DELETE: Remove a User-Created Object

Use the DELETE method to remove an object that you, or another user, created. For example, use DELETE to remove a network object that you no longer use.

You cannot delete system-defined objects or objects that are required to exist.

You also cannot delete an object that is currently being used by another object, such as a network object that is used in an access rule. For in-use objects, first modify all objects that use it, then delete the object.

The following procedure explains the general approach for making DELETE calls in the API Explorer.
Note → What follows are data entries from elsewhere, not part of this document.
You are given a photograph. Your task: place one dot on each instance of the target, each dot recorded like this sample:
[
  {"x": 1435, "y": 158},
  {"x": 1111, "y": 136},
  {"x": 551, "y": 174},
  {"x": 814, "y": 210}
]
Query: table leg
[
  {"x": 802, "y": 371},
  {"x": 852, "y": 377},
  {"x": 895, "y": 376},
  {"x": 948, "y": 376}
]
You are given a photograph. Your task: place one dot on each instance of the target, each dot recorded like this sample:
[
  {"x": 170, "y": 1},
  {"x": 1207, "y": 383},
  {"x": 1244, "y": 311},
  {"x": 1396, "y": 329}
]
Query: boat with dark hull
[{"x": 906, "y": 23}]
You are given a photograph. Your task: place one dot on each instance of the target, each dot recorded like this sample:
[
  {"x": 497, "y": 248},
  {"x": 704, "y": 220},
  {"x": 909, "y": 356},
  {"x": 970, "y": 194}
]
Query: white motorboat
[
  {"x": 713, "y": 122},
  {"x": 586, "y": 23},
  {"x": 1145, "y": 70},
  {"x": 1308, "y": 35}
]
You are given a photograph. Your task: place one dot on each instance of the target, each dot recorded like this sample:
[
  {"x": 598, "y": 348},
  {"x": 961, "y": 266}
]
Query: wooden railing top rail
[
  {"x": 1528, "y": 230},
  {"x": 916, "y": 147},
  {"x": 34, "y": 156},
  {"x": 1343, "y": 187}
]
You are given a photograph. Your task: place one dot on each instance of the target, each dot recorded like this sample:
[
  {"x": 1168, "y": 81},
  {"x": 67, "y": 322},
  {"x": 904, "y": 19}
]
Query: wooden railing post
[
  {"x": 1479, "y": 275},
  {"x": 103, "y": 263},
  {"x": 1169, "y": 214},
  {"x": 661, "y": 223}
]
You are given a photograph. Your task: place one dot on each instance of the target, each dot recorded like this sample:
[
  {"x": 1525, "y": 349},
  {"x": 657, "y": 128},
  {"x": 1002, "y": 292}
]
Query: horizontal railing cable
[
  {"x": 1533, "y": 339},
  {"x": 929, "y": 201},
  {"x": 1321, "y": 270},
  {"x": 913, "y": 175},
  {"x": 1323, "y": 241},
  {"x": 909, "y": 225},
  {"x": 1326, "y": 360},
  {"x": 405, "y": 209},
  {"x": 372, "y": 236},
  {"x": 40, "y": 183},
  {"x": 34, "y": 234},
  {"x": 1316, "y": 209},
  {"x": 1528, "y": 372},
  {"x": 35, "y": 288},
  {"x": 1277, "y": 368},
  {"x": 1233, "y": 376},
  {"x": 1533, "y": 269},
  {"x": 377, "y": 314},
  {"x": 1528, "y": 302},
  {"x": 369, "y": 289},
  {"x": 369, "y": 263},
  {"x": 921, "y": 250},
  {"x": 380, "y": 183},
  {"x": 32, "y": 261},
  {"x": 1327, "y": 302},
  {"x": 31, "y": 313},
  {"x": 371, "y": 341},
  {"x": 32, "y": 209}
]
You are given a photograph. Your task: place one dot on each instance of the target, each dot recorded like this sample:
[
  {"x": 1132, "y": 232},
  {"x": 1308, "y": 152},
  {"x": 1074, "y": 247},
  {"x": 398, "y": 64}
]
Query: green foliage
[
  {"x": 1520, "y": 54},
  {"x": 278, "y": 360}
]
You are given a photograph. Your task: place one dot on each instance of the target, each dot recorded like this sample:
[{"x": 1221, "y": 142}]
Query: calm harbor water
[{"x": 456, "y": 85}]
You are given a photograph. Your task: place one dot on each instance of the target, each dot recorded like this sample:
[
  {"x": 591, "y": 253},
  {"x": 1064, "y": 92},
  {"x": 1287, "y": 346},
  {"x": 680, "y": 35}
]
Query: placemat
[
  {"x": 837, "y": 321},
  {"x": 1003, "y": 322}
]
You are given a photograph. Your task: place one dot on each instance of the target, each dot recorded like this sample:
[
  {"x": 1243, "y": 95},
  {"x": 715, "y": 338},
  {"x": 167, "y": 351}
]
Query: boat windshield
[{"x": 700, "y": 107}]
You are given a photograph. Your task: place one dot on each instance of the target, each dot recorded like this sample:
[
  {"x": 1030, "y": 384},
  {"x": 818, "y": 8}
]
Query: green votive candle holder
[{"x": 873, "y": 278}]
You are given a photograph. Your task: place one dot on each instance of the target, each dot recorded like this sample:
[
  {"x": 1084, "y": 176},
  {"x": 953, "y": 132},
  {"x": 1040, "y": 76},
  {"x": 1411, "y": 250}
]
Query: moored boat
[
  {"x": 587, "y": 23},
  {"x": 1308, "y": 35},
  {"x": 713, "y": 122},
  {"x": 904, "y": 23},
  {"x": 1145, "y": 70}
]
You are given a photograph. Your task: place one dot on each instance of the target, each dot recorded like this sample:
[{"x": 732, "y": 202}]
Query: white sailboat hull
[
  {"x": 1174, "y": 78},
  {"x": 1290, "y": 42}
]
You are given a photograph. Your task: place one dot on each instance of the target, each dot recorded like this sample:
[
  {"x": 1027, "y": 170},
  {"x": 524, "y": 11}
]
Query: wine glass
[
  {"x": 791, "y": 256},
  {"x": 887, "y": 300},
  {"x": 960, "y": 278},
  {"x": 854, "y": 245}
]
Use the example code for your API client.

Before you begin

Use the GET method for the parent resource to obtain a copy of the existing state of the object, as described in GET: Obtaining Data from the System.

You must have the object ID (the id value) to delete the object.

Procedure


Step 1

In API Explorer, open a DELETE method (first, open the group to see the methods and resources).

Step 2

Under the Parameters heading, enter the id value for the object in the objId field. For example, f6d8da49-7ed5-11e7-9bfd-27136f5686ad.

If the object resides within a container, you also need to enter the ID of the parent object into the parentId field.

Step 3

Click the Try It Out! button and examine the response.

Examine the curl command used to delete the object from the system. Note the additional headers. When you create your API client, you need to also include these header fields and values. For example, the curl command to delete the sample object is the following. Note the Accept header.


curl -X DELETE --header 'Accept: application/json' 
'https://ftd.example.com/api/fdm/latest/object/
networks/f6d8da49-7ed5-11e7-9bfd-27136f5686ad'

For successful calls (return code 204 “No Content”), you get an empty response body. This is the expected result.